The ALJ explained that she denied Ms. Collins' request to call a medical expert because she found that the record contained sufficient contemporary medical and other evidence generated during the relevant period to determine whether Ms. Collins' Parkinson's disease and other impairments caused her to become disabled during that period. In other words, the ALJ found that it was not necessary to infer an onset date from evidence generated after the DLI; thus, there was no need for expert medical opinion on the usual progression of Parkinson's disease and whether the post-DLI medical evidence supported an onset date before the DLI. (R. 11.) The ALJ found that whether the functional limitations caused by Ms. Collins' impairments rendered her disabled before her DLI could be determined better from the pre-DLI evidence.
Ms. Collins has not shown that the ALJ's decision is not supported by substantial evidence. She has not shown that the pre-DLI evidence cited by the ALJ was insufficient to determine whether her Parkinson's disease and other impairments caused disabling functional limitations or satisfied listing 11.06 before the DLI. In addition, Ms. Collins did not submit any opinions from her medical providers that her post-DLI signs, symptoms, or laboratory or diagnostic results proved that she had disabling functional limitations before her DLI. As Ms. Collins notes in her Brief, the ALJ specifically stated that post-DLI medical evidence did not relate then-current functional limitations back to the pre-DLI relevant period. Ms. Collins mistakenly interprets these statements as the ALJ making medical judgments about the meaning of the evidence when, in fact, the ALJ simply noted that the medical reports themselves did not apply their findings and opinions of functional limitations back to the relevant period. The ALJ simply noted the absence of any post-DLI medical evidence opining that Ms. Collins must have had disabling limitations, or satisfied listing 11.06, before her DLI.

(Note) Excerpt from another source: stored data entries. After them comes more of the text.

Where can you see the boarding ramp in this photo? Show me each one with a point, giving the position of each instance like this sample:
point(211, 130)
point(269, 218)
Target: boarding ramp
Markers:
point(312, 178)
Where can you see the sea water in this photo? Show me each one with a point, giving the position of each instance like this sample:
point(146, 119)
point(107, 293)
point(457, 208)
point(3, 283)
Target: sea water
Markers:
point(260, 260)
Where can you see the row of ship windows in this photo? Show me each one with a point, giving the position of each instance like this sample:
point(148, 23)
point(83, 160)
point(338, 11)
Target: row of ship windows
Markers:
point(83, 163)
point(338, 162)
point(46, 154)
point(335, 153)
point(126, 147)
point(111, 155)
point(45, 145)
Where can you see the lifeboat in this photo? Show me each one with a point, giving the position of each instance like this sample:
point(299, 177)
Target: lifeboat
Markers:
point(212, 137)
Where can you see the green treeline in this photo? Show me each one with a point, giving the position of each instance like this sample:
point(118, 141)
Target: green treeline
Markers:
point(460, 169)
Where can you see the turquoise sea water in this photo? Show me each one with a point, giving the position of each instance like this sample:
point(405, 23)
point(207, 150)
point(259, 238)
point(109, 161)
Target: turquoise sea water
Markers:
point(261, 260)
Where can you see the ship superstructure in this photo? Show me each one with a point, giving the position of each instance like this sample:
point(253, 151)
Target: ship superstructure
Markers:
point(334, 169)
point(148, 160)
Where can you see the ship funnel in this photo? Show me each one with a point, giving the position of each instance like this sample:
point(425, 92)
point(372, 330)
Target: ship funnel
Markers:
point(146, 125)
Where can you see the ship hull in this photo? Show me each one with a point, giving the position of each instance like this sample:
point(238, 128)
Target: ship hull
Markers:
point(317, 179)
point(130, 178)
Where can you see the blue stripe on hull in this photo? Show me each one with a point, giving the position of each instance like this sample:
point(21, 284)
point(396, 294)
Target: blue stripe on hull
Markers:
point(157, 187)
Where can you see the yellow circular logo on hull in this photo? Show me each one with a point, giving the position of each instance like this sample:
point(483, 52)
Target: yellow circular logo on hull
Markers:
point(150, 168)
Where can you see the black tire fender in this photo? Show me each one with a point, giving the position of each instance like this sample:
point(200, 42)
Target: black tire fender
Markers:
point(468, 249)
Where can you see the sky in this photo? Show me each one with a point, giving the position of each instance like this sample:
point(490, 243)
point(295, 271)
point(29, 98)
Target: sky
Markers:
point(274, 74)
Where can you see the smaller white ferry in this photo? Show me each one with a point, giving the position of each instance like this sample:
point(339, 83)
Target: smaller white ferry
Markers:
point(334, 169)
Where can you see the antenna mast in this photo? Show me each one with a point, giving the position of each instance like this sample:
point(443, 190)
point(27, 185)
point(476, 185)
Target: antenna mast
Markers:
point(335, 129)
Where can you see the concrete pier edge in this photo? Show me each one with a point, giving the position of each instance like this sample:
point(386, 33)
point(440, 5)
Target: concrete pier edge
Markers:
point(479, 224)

Ms. Collins had the burden to prove disability. If any of her treating sources could have provided expert medical opinion that supported pre-DLI disability based on post-DLI evidence, then she should have obtained and submitted such opinions. Ms. Collins does not now, on the present review, offer any reason for not presenting such opinions to the ALJ or any reason to believe it likely or possible that her post-DLI evidence indicates pre-DLI satisfaction of listing 11.06, contradicts the pre-DLI evidence relied on by the ALJ, or contradicts the ALJ's findings thereon.

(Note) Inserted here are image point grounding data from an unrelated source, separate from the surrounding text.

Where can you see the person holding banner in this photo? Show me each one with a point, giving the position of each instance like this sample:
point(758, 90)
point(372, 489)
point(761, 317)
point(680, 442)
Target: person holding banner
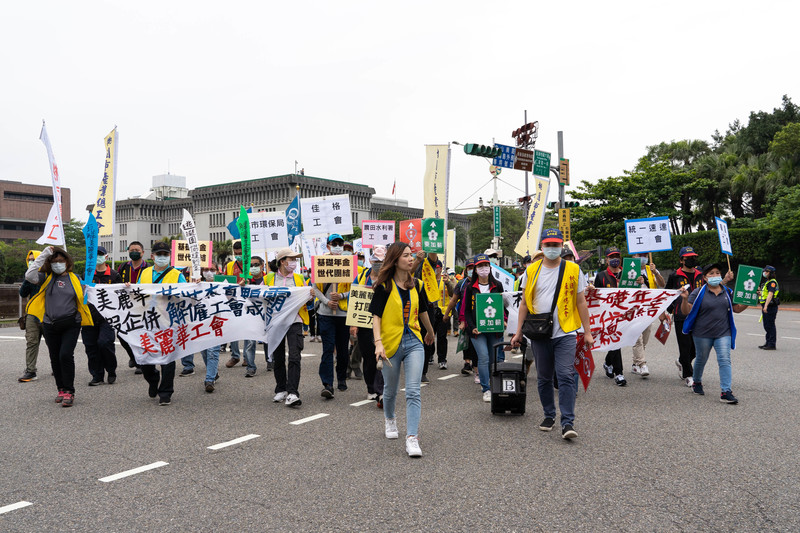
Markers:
point(287, 390)
point(482, 282)
point(59, 307)
point(161, 272)
point(331, 318)
point(554, 351)
point(709, 320)
point(769, 301)
point(98, 339)
point(689, 275)
point(398, 306)
point(129, 273)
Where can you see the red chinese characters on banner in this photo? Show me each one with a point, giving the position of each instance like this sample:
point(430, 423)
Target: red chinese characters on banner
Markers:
point(584, 362)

Ms. Collins has not shown that the ALJ's determination not to obtain a post-hearing medical opinion on the post-DLI evidence was not supported by substantial evidence or was legally erroneous.

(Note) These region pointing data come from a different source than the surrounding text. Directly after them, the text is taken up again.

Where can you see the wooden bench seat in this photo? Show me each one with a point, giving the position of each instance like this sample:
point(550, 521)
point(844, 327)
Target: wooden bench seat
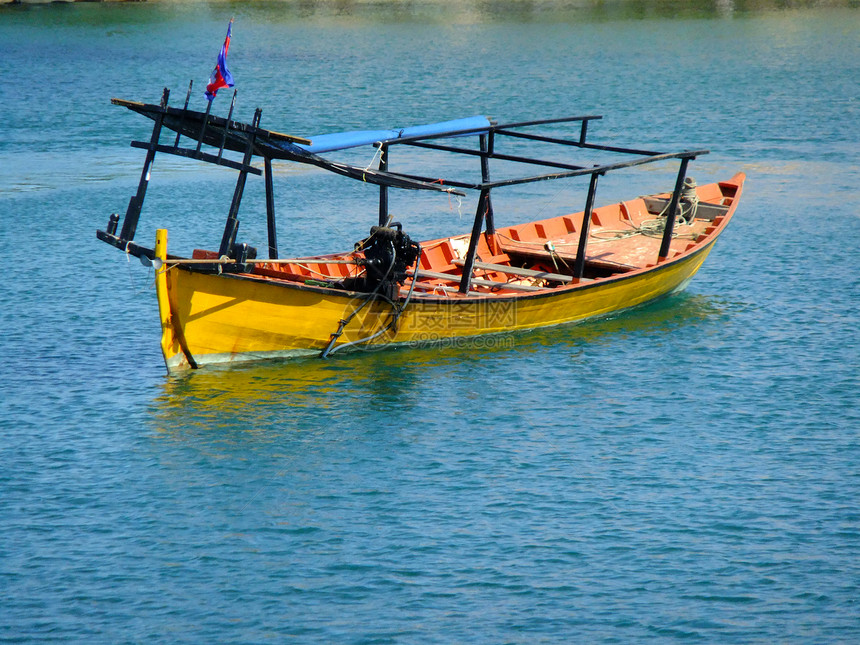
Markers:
point(433, 275)
point(526, 273)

For the reasons explained above, the Commissioner's denial of Ms. Collins' claim for disability benefits will be reversed and remanded for reconsideration. On remand, the Commissioner must obtain an updated expert medical opinion on medical equivalence to listing 11.06 and must evaluate Ms. Collins' migraines and reconsider and articulate their effect, if any, on her eligibility for disability benefits.